A break in his routine occurs when Morgan finds a dog. The dog leads him to more signs of human life. Everything he is and believes himself to be is thrown into question when he finds a woman and takes her to his home.

The movie, written by but not credited to Matheson, keeps very close to the novel. There are a couple of pretty big changes, but this is the most faithful version of the three (the other two being The Omega Man with Charlton Heston, and of course, I Am Legend with Will Smith).

The first act is largely without dialogue, driven by Morgan's narration as he drives around the empty streets and hunts and scavenges his way through the wasteland. It's all very starkly shot and well executed, and is probably the best section of the movie. There's an extended flashback showing the beginnings of the outbreak and how Morgan lost his family and so on. Then, after he learns the intentions of Ruth, the woman he finds, the movie concludes with a chase sequence and finally a faceoff between Morgan and the creatures.

One thing I didn't like is that the vampires are not very strong. They seem to have pretty terrible coordination and they amble around like zombies. They also really have no distinctive features that set them apart from any other human. They just wear clothes that are too big.

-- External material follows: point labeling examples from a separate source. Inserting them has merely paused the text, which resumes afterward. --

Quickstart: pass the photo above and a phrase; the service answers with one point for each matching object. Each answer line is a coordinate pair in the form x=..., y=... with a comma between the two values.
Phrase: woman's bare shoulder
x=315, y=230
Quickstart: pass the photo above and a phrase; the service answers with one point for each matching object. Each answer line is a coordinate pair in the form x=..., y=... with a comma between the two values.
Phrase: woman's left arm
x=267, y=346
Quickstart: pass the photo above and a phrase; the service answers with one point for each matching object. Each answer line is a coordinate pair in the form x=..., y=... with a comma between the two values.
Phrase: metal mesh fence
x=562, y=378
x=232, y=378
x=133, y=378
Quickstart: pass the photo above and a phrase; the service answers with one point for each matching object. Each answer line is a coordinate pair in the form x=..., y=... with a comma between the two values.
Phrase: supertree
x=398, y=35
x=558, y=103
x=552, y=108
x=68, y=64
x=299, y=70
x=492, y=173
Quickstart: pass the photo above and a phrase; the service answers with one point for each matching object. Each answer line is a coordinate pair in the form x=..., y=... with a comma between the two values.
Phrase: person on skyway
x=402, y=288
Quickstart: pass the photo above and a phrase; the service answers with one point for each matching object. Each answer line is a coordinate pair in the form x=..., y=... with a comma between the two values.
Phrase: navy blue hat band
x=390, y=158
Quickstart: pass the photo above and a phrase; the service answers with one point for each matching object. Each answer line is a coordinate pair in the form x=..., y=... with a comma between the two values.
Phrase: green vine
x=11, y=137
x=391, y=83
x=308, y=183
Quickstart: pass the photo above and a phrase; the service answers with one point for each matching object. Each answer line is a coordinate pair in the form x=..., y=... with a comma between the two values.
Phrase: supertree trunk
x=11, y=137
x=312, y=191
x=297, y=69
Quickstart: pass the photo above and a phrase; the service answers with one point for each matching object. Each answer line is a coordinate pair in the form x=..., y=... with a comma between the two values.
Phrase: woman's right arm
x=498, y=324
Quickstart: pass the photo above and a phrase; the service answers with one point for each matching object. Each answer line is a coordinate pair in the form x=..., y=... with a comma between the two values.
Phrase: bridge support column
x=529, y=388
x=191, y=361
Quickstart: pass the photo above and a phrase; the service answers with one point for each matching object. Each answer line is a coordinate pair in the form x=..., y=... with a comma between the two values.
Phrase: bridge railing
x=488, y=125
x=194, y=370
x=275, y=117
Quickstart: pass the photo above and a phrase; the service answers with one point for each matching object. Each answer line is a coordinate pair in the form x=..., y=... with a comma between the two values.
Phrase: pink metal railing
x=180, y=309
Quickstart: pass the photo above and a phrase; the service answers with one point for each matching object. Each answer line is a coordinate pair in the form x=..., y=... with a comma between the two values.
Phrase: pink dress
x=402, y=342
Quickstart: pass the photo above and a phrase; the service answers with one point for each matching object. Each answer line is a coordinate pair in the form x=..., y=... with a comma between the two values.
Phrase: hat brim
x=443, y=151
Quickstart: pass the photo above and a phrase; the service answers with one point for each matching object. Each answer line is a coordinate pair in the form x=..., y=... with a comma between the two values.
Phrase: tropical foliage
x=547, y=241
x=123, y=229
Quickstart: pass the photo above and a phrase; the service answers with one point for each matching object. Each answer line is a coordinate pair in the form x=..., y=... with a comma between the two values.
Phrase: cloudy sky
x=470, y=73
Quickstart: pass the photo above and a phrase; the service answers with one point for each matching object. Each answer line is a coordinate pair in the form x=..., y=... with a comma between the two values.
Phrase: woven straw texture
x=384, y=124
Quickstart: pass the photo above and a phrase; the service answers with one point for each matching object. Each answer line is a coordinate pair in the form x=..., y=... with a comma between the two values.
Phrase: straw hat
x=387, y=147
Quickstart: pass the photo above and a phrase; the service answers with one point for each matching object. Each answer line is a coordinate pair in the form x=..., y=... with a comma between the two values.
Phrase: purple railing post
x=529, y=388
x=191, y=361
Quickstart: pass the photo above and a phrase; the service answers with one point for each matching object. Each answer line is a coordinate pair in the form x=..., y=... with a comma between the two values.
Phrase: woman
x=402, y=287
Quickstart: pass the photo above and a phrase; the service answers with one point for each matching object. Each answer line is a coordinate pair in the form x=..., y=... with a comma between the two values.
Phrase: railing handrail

Vincent Price is fun to watch, though he is not really a good fit for the role. In the first third when he is alone, going about his business, he's pretty good, but when it gets to the flashbacks that show him as your average family man, the illusion is shattered. His very distinctive voice and inflections don't really sell that. Same with when he's playing opposite Ruth.

The story of I Am Legend has a timeless quality and a true resonance. The fact that Hollywood keeps returning to it is proof of that. There has yet to be a perfect adaptation, but it's fun to watch how the story has evolved with each incarnation. It seems to get farther from the source material each time. They should do a new version every decade or so, just for the fun of it.